Most Kadets favoured the development of a British-style political system, with the tsar remaining as the head of state but his political authority constrained by a constitution and an elected constituent assembly. The Kadets also pushed for the introduction of Western-style civil rights and liberties: equality before the law, universal suffrage for men and women, an end to hereditary noble titles, free and universal state education, official recognition of trade unions and legislation protecting the right to strike. They also objected to state censorship of the press. Their liberal policies made the Kadets popular in the cities and larger towns. In the wake of the 1905 Revolution, they recorded 37 per cent of the urban vote in elections for the State Duma, ending up with about one-third of the seats.

The Octobrists

russian political parties
A photograph of Octobrist delegates to the third Duma, c.1907.

Also represented in the Duma from 1906 were the Octobrists. More conservative than the Kadets and generally loyal to tsarism, the Octobrists derived their name from the October Manifesto, a document they enthusiastically endorsed as the solution to Russia’s problems. The Octobrists supported a limited constitutional monarchy, private farming, the reactionary policies of chief minister Peter Stolypin and the continuation of the Russian Empire. They did not share the Kadet desire for improvements to civil rights, education and union legalisation. After Stolypin rigged voting for the 1907 Duma elections, the Octobrists became the largest faction in the Third Duma (1907-1912). Like the Kadets, the Octobrists supported Russia’s war effort during World War I, a policy that cost them some support. Several Octobrists occupied some key government positions during the war and the Dual Power of 1917. Probably the most notable was Mikhail Rodzianko, who served as chairman of the Duma and was instrumental in convincing Nicholas II to abdicate in March 1917.

russian revolution parties

1. Russian political parties emerged from the shadows after censorship laws were relaxed in 1905.

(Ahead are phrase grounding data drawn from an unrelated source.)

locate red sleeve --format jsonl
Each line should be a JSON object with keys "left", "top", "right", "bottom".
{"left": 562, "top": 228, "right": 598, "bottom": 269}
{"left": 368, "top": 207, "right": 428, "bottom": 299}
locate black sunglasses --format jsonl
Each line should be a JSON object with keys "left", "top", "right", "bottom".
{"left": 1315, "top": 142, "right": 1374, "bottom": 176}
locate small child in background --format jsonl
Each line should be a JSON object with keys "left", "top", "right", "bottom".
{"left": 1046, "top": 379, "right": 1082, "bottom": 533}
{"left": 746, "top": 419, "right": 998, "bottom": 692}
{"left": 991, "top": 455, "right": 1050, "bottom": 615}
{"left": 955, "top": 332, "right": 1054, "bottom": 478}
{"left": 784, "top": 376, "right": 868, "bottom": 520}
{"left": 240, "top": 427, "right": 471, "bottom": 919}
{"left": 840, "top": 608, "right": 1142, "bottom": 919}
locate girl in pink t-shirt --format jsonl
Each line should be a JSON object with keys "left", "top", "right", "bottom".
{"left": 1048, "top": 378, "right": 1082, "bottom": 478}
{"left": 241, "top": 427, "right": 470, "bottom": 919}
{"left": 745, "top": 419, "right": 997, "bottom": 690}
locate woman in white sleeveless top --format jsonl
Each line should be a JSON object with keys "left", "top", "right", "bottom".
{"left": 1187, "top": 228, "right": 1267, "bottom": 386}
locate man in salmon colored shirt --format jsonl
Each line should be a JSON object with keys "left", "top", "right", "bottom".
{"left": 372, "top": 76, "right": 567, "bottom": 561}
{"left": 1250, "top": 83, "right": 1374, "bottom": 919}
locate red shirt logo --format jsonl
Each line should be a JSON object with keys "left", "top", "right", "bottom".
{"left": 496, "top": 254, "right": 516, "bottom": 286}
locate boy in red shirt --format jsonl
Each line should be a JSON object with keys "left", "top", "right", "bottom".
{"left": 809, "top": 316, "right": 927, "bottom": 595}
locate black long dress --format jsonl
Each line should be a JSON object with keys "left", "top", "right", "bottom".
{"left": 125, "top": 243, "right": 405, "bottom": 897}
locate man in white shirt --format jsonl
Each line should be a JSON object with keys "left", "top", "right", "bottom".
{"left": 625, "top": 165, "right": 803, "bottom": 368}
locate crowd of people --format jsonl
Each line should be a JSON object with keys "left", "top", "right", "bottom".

2. The SRs sought land reform and changes to agrarian policy, a position that made them popular with peasants.

3. The large size of their party, however, invited differences of opinion, divisions and factionalism.

4. The Kadets were the largest liberal-democratic party, favouring a British-style constitutional system.

5. The Octobrists were moderates and conservatives who were loyal to tsarism and supportive of the changes outlined in the October Manifesto.